Well started the ride up last night. A few issues: primed up everything and bled out air. Started to crank it over and it started to flash a CODE 12. Tried a few things, called Dave at Powderlites, come to find out, it was the ignition, or key switch plugs, the ones on the RB3 harness with the three blue and one red wires, were'nt plugged into the key switch plugs. Plugged them in and fired right up and no codes and ran perfectly.

After thinking about it, and reading the Powderlites instructions about 3 times. At no time were these plugs identified, so am I wrong that this is an easy mistake? Just wondering, could be detailed in the instructions a little better.
 
Had the same problem with mine, but it turned out to be the main conection to the RB3 box. The insulation around it kept it from getting connected all the way in, and code 12 went flashing....Pulled the insulation back a bit, put it back in, problem solved....

But, now I have bigger problems I need to figure out..Something is definatly wrong in the valve train... The INTAKE side valves are hitting the pistons (one and three). The timing was spot on, when I fired it up the first time, and the pistons were definatly not hitting the valves...

I think the chain tensioner must be the problem here....I'm taking it down to my dealer to check valves and rods....will let you guys know what we figure out when we open it...

I think this Nytro is the son of the Devil..never had any problems building turbo sleds before, but building this one made me feel like a complete Noob....
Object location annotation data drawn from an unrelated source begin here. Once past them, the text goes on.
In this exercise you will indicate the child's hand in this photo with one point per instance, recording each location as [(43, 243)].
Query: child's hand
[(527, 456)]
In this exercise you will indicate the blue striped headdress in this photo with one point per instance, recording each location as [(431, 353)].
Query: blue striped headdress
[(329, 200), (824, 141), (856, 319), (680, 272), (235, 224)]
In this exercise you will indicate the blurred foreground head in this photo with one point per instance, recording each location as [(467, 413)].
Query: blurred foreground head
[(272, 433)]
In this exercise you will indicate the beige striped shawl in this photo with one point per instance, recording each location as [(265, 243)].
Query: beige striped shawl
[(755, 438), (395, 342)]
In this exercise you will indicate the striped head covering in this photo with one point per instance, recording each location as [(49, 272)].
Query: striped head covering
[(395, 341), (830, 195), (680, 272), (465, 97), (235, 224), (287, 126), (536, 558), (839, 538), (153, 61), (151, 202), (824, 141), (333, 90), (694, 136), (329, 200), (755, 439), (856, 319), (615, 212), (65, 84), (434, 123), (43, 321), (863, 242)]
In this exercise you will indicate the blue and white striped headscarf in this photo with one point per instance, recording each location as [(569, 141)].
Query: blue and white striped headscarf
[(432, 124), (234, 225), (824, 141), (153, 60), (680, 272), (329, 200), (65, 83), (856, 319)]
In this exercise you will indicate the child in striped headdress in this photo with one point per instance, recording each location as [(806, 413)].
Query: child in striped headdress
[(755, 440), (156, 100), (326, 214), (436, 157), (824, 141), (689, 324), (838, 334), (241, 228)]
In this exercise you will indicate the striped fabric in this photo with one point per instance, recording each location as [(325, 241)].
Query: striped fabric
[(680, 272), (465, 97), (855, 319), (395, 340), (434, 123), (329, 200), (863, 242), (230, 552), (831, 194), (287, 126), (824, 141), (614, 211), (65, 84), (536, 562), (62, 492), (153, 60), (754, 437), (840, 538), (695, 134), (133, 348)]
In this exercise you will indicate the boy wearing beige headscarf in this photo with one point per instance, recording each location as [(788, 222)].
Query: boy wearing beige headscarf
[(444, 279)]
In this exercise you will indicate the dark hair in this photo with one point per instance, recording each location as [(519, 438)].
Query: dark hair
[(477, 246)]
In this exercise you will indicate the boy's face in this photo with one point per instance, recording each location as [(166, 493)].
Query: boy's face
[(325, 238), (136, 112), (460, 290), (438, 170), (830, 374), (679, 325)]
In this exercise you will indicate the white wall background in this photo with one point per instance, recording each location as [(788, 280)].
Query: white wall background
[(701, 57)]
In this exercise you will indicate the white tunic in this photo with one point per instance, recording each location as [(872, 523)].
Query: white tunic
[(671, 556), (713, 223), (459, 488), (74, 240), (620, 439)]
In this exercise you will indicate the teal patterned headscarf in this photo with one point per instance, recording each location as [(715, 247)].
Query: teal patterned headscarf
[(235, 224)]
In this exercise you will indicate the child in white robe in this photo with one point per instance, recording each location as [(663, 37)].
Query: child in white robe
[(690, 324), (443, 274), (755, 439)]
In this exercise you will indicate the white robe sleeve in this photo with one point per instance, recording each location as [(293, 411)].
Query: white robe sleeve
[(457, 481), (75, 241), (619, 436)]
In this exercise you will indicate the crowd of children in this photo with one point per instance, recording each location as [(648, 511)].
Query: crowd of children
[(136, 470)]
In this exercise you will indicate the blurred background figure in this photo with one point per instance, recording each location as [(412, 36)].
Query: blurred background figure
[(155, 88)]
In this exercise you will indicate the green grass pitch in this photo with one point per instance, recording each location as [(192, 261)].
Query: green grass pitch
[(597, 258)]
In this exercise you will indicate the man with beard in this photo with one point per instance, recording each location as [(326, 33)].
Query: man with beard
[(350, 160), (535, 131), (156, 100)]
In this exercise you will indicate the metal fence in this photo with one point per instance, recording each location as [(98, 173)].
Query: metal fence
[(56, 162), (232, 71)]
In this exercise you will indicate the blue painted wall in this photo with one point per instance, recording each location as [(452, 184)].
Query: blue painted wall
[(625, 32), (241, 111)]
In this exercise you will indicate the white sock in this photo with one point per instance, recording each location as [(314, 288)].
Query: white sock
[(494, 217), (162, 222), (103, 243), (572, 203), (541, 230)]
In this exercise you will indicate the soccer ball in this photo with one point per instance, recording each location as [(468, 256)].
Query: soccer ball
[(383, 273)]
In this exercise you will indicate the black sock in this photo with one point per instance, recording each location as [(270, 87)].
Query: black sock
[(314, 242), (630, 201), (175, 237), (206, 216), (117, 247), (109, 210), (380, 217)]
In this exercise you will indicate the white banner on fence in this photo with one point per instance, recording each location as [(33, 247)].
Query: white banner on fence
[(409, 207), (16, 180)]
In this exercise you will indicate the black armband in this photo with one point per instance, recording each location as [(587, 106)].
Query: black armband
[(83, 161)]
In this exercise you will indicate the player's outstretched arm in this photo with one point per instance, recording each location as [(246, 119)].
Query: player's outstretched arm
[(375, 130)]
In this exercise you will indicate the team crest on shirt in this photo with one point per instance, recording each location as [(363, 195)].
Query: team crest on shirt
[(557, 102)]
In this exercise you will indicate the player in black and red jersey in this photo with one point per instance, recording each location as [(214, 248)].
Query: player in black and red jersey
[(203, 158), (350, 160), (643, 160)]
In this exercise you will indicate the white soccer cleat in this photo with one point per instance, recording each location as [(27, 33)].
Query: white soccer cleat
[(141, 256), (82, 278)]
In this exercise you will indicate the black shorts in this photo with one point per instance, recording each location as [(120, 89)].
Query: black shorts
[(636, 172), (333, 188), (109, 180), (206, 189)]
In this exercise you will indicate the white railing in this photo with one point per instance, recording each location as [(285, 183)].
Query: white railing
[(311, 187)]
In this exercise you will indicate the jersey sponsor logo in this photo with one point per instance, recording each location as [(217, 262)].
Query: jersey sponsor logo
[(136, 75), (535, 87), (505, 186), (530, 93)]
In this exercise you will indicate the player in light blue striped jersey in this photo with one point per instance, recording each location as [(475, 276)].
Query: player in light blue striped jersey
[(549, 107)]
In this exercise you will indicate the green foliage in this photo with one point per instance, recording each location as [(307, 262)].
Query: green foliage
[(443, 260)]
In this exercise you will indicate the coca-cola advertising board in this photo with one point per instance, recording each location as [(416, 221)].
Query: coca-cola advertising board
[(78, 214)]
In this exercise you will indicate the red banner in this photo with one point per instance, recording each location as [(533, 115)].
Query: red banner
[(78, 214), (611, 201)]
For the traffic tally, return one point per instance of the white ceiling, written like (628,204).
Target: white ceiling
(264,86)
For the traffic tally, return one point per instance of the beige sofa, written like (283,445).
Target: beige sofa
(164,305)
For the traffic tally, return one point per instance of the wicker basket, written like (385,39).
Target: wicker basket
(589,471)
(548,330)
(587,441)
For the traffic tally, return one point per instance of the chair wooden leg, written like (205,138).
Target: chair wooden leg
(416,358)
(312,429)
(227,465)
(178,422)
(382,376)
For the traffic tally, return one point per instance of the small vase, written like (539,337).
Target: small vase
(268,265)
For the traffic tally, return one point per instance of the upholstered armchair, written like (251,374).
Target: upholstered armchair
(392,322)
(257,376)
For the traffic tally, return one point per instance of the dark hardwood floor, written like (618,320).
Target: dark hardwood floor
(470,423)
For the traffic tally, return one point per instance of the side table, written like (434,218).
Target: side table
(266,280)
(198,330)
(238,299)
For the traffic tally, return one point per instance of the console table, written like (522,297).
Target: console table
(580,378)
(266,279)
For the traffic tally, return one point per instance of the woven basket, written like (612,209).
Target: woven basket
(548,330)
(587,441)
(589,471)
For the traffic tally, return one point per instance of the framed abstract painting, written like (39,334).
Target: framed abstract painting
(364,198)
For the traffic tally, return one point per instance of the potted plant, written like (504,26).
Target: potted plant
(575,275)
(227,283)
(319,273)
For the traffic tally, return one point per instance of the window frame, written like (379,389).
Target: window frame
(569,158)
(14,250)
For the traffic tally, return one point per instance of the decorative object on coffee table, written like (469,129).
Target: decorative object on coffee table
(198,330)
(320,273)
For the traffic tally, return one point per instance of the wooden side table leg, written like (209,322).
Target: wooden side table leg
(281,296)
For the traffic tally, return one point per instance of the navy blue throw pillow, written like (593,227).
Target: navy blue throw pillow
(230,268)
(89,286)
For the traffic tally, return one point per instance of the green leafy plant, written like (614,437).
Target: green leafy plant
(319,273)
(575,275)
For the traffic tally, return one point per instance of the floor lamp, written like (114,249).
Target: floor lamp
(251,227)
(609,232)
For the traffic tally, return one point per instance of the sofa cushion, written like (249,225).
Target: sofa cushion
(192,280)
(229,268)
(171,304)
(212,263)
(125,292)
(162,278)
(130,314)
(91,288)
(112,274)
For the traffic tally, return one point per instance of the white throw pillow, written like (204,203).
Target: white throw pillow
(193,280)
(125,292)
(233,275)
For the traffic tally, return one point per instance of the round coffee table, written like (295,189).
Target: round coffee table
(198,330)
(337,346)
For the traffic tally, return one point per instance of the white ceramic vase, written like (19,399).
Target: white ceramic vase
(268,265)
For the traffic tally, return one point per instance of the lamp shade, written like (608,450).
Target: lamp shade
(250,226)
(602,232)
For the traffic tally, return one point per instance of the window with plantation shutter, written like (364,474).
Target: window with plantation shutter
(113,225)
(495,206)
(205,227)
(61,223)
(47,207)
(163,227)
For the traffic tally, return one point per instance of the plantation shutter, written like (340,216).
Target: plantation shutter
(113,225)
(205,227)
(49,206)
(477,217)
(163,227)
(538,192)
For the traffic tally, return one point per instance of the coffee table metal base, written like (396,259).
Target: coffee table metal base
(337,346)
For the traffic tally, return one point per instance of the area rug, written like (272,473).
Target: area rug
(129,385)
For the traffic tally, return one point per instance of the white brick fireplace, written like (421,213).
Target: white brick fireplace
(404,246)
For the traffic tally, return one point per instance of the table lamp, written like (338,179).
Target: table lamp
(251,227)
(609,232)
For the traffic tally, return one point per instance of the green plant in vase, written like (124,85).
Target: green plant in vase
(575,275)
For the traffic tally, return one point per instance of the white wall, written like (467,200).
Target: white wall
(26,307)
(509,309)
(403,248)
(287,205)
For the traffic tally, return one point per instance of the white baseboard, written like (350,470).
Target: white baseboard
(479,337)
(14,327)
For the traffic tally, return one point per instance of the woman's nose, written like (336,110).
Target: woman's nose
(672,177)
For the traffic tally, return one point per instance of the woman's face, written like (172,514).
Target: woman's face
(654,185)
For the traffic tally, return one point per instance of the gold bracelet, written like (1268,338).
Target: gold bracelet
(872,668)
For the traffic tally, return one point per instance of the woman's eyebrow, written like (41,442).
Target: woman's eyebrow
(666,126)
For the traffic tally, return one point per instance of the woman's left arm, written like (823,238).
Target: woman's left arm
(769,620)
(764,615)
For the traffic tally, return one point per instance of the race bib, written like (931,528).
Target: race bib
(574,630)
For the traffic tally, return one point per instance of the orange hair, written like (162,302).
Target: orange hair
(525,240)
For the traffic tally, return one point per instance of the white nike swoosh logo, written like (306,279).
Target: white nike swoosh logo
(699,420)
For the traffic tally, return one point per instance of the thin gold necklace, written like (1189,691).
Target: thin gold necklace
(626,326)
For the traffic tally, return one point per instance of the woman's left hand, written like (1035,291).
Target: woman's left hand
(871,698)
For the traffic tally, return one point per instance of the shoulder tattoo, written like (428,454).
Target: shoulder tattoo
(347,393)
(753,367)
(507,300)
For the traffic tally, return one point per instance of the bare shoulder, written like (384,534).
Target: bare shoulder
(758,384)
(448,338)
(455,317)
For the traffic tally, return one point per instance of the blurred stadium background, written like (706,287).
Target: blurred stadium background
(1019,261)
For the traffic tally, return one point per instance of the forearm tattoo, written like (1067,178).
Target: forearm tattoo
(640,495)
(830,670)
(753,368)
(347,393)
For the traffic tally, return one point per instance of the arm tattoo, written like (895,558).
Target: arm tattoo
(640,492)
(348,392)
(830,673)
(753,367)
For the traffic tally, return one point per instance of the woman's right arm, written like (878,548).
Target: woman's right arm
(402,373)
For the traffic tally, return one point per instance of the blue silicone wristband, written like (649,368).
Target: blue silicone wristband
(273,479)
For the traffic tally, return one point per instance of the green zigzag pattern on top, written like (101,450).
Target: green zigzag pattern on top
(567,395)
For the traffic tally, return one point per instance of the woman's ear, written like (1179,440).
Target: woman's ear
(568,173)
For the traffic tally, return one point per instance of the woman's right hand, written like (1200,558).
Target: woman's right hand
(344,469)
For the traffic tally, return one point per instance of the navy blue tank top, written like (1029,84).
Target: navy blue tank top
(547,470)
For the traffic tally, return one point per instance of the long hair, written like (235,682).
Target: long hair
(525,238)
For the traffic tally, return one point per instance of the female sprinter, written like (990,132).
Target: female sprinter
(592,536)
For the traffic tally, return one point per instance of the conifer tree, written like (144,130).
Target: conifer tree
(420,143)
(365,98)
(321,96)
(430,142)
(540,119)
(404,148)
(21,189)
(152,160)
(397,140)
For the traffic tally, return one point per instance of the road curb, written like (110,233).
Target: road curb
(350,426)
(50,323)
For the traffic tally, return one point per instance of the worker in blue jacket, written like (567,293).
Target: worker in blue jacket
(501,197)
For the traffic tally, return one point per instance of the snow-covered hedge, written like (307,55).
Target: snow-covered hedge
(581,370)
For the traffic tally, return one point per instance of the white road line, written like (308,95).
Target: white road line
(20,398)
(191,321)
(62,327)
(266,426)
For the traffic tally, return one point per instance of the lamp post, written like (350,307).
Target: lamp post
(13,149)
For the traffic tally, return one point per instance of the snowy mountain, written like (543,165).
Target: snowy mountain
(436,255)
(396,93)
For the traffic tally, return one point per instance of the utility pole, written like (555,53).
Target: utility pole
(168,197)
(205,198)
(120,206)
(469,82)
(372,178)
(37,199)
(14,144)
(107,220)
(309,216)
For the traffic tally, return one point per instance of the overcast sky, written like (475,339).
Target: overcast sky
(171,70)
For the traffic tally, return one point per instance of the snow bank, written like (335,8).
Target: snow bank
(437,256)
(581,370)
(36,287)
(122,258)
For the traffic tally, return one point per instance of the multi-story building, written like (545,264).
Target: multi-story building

The kit isn't the problem, just want to point that out....
 
Well started the ride up last night. A few issues: primed up everything and bled out air. Started to crank it over and it started to flash a CODE 12. Tried a few things, called Dave at Powderlites, come to find out, it was the ignition, or key switch plugs, the ones on the RB3 harness with the three blue and one red wires, were'nt plugged into the key switch plugs. Plugged them in and fired right up and no codes and ran perfectly.

After thinking about it, and reading the Powderlites instructions about 3 times. At no time were these plugs identified, so am I wrong that this is an easy mistake? Just wondering, could be detailed in the instructions a little better.

I did the same thing when i installed mine. I saw the connector that wasnt plugged into anything but thought it was for the laptop connector. So i got the crank position sensor code when i tried to fire mine up as well. Easy fix but ya i felt like a bit of a dummy, now i feel better though! Thanks:D
 
Found one other problem. There are two black connectors on the harness that goes across the intercooler and rests above the clutch. The RB3 will plug in there as well as the timing plugs that are behind the frame above the clutch. Just clarification, but if you plug RB3 into the wrong ones, it will fit and you will not have any power.
 
The best part is testing resistance on every plug on the whole sled 10 time trying to find out where the power is being lost. Makes for a good evening. I am in the process of doing some photos and an install guide to help first timers. All in all, a very good kit with good support!
 
I thought I would bump this up in case there are people looking for install info.

The sled ran pretty good last year but not perfect. The fuel mapping was not to my specifications and it had the hesitation when on and off the throttle. PL said they think it is fixed but only time will tell. The sled never once left me stranded though and powerlites customer service is excellent! I would still recommend their kit to anyone.

Other than modifying the intake with a 90 degree elbow and moving the vacuum source for the fuel pressure regulator I did not have to make any changes to the kit.

Planned mods for this year are 430 cc injectors and I have picked up a hallman boost controller with the cable so i can adjust it from the handlebars. The stock boost controller is a bleed style which can hurt spool up time and it is also not very good quality.

I am on the fence on buying a new rear skid, I have the venture MP gas shock in the rear and apex springs in the stock skid. It is better than stock but still nowhere near what I would like. Right now I am leaning towards the KMOD Gen II skid, keep my apex 162 rails and run some bigger rear wheels to try and offset the tipped up rails.